My brother, Corey, a Broadway producer, has this to say about fantasy: “… of the forty shows that are playing on Broadway, fully nine of them are based in fantasy and … the most popular movies in the United States for at least two decades now are superhero movies and so they keep making them. But my problem with superhero movies is that there has never been a superhero and there never will be a superhero …. I am much more inspired by true stories and in fact right now there are five true stories on Broadway. There are five that are based on the truth, but with liberal dramatic flourishes incorporated and there are three that are realish, if that is a word I can use here, meaning they were inspired by real events and then woven into a basically fictional plot from there. … Fantasy has its place … but I personally am more inspired by stories that I believe could happen or did happen.”
So my father and brother agree that stories they can relate to are more meaningful than stories they can’t imagine being real. I’m sure I’m the same way. But I have different criteria for believing. If I see a story based on real events, I must rush to research the facts, and if I find some small discrepancy, I feel disappointed. A large enough deviation from known facts, and I lose my appreciation for the story.
In the same way, when I receive Abyss & Apex historical fantasy or historical science fiction submissions, I look up facts. If I discover a mistake, unless the story explains the discrepancy as due to a world-line, or some other phenomenon, I can’t get drawn in.
But I find that I can imagine myself in almost any science fiction or fantasy story so long as it is self-consistent. The more I can stretch my mind and picture myself living in a world in some distant time or place or unknown dimension, the more enjoyable it becomes. The more unexpected details giving full-sensory experience of this alien world, the more I can immerse myself.

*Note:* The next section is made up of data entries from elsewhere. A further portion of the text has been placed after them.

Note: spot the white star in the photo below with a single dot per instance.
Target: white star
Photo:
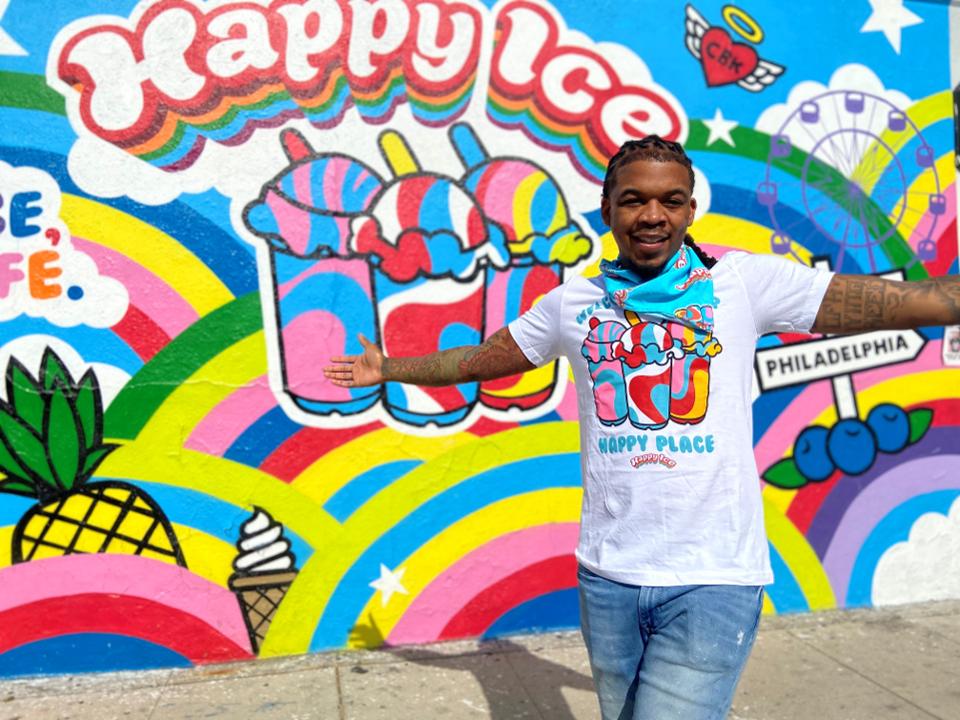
(8, 46)
(890, 17)
(389, 583)
(720, 129)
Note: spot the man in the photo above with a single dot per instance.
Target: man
(672, 552)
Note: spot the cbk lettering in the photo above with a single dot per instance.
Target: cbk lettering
(715, 51)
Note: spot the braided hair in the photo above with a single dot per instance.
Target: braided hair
(655, 148)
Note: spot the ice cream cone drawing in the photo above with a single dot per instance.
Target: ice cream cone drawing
(51, 443)
(320, 289)
(430, 244)
(264, 569)
(520, 197)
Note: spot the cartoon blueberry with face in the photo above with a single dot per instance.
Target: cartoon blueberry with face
(810, 454)
(852, 446)
(891, 426)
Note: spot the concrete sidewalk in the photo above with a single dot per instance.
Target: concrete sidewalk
(900, 663)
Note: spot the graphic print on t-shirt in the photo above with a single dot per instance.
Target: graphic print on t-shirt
(651, 372)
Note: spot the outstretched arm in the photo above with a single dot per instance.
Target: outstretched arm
(498, 356)
(857, 303)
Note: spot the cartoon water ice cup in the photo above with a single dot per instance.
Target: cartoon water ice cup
(690, 376)
(323, 295)
(606, 370)
(528, 205)
(647, 352)
(264, 569)
(429, 243)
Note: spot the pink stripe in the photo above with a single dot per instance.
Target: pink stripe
(924, 228)
(443, 598)
(302, 191)
(304, 357)
(130, 575)
(499, 193)
(888, 491)
(496, 302)
(230, 418)
(333, 184)
(293, 223)
(153, 296)
(817, 396)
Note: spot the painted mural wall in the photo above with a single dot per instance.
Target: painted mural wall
(202, 201)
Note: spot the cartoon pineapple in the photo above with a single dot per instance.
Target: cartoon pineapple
(51, 441)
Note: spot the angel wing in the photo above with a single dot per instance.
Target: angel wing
(763, 76)
(696, 26)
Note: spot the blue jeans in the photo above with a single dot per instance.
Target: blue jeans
(667, 652)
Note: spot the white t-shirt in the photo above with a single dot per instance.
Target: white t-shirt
(671, 490)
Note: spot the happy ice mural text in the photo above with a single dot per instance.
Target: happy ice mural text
(200, 200)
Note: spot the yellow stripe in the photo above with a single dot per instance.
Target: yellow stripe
(6, 545)
(905, 390)
(327, 475)
(199, 394)
(910, 389)
(715, 229)
(800, 558)
(206, 555)
(303, 605)
(924, 113)
(231, 482)
(398, 154)
(148, 247)
(523, 201)
(738, 234)
(556, 505)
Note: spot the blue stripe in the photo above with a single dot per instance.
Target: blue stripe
(101, 345)
(211, 244)
(208, 514)
(893, 528)
(558, 610)
(348, 499)
(260, 439)
(88, 652)
(427, 521)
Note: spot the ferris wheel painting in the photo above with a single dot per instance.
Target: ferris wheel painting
(868, 178)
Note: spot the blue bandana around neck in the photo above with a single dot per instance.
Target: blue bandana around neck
(682, 292)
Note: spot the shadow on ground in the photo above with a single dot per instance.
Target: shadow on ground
(537, 677)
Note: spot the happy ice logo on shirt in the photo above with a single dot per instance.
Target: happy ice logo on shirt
(649, 373)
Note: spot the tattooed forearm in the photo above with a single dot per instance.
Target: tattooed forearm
(855, 303)
(498, 357)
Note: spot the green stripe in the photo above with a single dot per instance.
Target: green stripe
(563, 139)
(755, 145)
(171, 367)
(29, 92)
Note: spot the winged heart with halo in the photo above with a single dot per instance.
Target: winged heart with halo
(726, 61)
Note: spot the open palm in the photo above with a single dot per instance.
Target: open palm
(357, 370)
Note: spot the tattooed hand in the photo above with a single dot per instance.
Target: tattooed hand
(498, 356)
(856, 303)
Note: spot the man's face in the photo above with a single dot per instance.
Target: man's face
(648, 211)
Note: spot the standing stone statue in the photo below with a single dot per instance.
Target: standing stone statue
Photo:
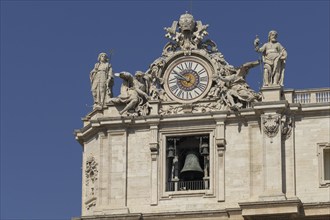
(273, 57)
(101, 81)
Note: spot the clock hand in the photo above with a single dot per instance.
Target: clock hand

As a teen, I didn’t believe in magic, so I refused to write fantasy. My science fiction characters had the equivalent of cell phones—zip-zip radios—in the 60’s. They also had spaceships that could land and take off from a planetary surface. (Where are our spaceships?) As the years passed, and I learned about cosmology, particle physics, and quantum mechanics, I became convinced that anything is potentially possible. For instance, the Reeh-Schlieder theorem suggests that an event in one region of space may result in changes in distant regions, and those changes could be anything. The chance of this happening is infinitesimal, and the possibility of achieving a desired change even less; but still, I’m willing to believe that anything is possible.